A Lay Cistercian Looks at Spiritual Reality
I can remember watching the monks at St. Meinrad while they filed in for Conventional Mass on Sunday. They had eyes down in the process in and out of the Archabbey Church and also during the Eucharist.
I asked my classmate, also a monk, why they had eyes down. He said it was to remind them of who they are in the sight of God.
In this Lectio Divina today, I am reminded of how much the custody of the eyes is part of my Lay Cistercian prayer life. We are urged to “listen with the ear of the heart,” but also to keep our wandering eyes in check so that we only focus on Christ in any of our prayers.
Here are fragments of leftover Lectio Divine in seven baskets, just as Christ did when he fed the multitude.
Jesus addressed this parable
to those who were convinced of their own righteousness
and despised everyone else.
“Two people went up to the temple area to pray;
one was a Pharisee and the other was a tax collector.

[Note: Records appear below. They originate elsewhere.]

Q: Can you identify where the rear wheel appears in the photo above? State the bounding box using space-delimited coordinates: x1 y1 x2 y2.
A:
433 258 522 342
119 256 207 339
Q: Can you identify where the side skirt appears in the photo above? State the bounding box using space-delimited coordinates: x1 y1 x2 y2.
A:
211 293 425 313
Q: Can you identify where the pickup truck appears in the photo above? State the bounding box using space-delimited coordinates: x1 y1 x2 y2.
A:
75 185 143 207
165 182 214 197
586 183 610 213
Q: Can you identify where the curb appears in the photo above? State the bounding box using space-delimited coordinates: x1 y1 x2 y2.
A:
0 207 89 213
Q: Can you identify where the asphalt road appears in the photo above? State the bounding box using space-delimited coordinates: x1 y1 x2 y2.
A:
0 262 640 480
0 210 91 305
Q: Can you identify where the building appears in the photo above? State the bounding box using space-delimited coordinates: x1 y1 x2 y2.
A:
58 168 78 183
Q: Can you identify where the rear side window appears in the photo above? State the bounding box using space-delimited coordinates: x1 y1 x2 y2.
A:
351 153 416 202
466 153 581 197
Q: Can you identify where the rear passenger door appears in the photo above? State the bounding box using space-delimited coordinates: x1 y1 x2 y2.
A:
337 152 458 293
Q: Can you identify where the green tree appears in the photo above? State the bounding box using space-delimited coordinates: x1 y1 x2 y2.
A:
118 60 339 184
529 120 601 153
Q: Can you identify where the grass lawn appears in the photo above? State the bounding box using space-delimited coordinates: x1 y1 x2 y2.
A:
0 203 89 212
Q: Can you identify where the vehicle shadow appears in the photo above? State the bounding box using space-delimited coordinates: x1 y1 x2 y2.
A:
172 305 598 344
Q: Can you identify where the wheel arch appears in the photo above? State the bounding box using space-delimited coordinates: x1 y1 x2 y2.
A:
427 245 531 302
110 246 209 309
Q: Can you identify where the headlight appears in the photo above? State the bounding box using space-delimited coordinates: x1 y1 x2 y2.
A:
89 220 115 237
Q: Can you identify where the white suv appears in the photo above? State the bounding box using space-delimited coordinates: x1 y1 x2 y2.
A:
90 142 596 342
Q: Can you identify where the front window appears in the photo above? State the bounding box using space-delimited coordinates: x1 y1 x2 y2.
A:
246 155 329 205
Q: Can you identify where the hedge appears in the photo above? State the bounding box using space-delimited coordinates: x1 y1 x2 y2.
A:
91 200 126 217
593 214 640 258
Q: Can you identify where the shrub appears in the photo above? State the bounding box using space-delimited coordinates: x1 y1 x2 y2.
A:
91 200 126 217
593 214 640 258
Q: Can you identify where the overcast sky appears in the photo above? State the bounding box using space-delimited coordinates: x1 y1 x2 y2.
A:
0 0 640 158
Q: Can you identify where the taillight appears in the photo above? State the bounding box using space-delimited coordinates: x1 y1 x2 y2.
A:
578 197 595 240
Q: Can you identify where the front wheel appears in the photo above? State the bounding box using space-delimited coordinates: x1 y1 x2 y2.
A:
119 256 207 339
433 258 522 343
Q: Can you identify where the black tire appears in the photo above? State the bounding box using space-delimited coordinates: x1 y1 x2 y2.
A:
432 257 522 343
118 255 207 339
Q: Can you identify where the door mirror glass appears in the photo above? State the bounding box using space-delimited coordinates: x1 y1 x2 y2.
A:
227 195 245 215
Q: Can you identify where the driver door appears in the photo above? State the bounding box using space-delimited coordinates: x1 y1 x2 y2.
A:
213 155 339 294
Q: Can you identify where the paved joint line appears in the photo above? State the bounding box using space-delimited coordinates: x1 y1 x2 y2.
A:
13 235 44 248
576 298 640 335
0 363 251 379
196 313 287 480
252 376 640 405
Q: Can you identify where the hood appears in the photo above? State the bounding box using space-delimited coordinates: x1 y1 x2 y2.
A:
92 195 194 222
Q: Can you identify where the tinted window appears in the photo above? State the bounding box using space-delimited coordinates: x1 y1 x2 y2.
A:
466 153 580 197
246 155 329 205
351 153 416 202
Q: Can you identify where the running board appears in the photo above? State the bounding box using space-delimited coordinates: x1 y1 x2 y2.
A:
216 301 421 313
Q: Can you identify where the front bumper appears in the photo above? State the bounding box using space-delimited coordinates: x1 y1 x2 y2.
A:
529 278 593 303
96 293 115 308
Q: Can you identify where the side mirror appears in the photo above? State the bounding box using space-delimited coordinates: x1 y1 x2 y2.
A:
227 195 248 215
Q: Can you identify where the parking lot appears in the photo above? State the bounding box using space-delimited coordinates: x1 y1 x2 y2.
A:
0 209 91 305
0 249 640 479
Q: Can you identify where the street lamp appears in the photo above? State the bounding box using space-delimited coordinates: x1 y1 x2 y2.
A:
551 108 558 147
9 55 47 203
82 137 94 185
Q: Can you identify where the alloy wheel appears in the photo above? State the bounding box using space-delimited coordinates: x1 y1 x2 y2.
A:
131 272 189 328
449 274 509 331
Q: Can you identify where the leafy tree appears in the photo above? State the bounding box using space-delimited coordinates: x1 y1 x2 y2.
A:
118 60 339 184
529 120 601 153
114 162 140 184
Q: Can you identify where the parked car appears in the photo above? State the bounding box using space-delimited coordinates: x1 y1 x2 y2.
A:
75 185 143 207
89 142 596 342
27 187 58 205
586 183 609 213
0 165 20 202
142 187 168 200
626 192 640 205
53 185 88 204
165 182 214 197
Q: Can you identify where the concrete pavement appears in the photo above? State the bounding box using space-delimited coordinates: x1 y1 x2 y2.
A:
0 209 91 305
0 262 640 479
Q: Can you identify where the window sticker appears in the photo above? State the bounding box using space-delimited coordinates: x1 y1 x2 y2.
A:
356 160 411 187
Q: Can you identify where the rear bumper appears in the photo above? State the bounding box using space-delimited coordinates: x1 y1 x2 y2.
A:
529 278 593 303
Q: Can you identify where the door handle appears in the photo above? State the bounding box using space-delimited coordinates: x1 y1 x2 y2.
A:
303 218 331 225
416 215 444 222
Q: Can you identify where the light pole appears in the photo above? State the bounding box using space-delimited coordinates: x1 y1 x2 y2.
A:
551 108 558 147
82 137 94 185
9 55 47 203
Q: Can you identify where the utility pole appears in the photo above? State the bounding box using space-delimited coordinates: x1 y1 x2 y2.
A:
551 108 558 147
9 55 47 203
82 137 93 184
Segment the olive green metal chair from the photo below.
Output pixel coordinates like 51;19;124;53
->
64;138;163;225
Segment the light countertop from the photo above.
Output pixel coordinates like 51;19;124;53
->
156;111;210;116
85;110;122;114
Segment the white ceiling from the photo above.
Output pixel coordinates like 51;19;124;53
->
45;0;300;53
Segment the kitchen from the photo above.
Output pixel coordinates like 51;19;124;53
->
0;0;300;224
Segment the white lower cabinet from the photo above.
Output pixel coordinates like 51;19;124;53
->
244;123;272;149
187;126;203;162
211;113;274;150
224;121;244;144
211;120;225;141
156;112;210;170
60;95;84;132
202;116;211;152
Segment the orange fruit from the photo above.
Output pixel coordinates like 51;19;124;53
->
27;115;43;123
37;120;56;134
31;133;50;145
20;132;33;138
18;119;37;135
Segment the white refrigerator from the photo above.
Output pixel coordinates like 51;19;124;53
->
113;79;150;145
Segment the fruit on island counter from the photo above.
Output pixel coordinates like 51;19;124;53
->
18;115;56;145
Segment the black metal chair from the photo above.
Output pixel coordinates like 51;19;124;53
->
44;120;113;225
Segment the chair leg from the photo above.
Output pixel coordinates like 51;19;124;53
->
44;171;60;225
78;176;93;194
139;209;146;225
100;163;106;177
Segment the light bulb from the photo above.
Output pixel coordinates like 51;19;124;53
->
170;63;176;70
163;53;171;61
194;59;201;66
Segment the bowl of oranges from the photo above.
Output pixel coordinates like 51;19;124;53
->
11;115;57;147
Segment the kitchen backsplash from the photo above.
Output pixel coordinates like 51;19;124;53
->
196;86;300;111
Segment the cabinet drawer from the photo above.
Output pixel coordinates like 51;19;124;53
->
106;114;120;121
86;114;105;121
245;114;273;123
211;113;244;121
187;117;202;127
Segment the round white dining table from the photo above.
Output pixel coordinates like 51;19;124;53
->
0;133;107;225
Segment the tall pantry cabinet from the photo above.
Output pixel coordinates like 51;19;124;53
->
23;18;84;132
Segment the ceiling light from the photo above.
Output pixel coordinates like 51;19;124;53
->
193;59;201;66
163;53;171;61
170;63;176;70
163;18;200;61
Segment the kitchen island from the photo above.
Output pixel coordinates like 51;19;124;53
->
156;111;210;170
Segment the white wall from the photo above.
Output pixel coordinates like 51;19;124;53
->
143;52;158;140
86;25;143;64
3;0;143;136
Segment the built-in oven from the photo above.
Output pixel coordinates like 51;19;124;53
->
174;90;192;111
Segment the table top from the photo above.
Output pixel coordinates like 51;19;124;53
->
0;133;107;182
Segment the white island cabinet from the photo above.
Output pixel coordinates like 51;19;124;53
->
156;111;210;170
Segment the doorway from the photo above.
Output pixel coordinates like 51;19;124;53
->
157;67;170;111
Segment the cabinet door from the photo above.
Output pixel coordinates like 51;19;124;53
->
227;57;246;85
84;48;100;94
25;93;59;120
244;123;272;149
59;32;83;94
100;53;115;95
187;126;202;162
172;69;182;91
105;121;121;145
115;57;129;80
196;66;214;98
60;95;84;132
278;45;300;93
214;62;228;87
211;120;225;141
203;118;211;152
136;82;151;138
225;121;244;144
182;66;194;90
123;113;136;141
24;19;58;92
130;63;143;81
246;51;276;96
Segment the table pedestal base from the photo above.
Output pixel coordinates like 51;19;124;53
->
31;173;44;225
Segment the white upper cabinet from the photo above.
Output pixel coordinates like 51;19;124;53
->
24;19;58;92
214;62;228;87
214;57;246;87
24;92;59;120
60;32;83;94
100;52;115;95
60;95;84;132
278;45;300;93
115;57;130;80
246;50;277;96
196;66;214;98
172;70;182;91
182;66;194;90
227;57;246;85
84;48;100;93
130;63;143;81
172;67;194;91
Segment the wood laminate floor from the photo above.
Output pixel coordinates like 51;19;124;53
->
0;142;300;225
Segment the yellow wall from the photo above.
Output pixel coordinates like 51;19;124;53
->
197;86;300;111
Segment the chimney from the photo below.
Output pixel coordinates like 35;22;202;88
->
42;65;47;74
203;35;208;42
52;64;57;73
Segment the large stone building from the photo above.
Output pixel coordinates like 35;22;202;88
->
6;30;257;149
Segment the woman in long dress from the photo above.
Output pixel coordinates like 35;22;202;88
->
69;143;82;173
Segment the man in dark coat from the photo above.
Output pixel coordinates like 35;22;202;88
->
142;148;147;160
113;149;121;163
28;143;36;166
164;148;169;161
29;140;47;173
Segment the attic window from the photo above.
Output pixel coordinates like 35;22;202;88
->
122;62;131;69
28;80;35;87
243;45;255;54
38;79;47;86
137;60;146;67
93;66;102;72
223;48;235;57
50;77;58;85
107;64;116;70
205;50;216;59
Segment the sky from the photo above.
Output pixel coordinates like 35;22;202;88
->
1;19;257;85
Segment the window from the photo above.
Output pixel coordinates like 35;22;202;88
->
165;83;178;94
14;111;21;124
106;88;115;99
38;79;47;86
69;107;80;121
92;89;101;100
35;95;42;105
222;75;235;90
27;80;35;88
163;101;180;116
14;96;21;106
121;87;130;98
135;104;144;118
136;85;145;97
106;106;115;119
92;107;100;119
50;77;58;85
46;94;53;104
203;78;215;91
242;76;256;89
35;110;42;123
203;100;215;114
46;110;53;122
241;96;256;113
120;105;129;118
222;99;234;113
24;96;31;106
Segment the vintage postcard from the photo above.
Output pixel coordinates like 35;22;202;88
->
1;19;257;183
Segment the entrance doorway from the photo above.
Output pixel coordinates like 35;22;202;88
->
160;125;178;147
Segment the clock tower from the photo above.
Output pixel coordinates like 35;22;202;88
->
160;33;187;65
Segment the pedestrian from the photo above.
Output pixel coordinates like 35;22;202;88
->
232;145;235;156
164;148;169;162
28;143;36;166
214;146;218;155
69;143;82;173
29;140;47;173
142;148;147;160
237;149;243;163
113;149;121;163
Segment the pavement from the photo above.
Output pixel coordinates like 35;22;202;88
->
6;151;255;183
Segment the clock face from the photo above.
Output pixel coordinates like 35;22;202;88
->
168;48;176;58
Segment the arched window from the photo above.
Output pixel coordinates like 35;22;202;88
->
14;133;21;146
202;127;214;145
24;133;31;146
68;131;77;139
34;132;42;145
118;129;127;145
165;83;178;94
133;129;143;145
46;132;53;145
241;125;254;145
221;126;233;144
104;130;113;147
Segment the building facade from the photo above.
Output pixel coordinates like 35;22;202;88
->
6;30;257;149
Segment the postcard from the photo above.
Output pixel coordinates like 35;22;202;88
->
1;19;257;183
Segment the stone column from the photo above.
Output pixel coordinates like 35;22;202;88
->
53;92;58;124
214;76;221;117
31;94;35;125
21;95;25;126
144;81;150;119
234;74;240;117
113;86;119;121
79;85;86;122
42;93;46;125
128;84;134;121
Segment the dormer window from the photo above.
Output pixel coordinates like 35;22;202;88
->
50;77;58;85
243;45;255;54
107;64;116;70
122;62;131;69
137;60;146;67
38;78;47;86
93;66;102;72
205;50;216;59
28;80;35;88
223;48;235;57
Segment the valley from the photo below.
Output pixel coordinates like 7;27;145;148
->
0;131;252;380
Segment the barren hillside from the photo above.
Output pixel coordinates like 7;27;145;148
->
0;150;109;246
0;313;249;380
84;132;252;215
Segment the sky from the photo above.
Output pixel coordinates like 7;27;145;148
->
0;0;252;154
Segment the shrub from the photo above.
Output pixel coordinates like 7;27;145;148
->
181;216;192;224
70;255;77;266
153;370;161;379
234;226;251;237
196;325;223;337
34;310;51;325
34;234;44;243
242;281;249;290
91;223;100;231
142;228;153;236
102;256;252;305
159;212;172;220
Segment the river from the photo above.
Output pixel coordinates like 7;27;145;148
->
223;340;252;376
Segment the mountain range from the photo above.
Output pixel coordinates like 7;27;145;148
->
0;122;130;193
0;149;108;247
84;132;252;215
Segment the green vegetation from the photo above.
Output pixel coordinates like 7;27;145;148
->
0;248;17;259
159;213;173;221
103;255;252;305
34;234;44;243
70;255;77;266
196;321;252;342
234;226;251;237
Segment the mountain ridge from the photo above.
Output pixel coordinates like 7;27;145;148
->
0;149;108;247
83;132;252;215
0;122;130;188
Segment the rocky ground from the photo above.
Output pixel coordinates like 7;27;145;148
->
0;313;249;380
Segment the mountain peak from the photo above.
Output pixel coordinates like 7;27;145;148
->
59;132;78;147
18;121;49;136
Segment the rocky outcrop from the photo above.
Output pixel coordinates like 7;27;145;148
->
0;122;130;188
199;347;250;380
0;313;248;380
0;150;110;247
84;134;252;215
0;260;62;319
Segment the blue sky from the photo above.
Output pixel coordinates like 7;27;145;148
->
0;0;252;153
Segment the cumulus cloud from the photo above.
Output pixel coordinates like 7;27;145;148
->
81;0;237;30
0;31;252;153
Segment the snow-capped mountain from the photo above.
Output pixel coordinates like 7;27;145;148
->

The Pharisee took up his position and spoke this prayer to himself,
‘O God, I thank you that I am not like the rest of humanity —
greedy, dishonest, adulterous — or even like this tax collector.
I fast twice a week, and I pay tithes on my whole income.’
But the tax collector stood off at a distance
and would not even raise his eyes to heaven
but beat his breast and prayed,
‘O God, be merciful to me a sinner.’
I tell you, the latter went home justified, not the former;
for whoever exalts himself will be humbled,
and the one who humbles himself will be exalted.”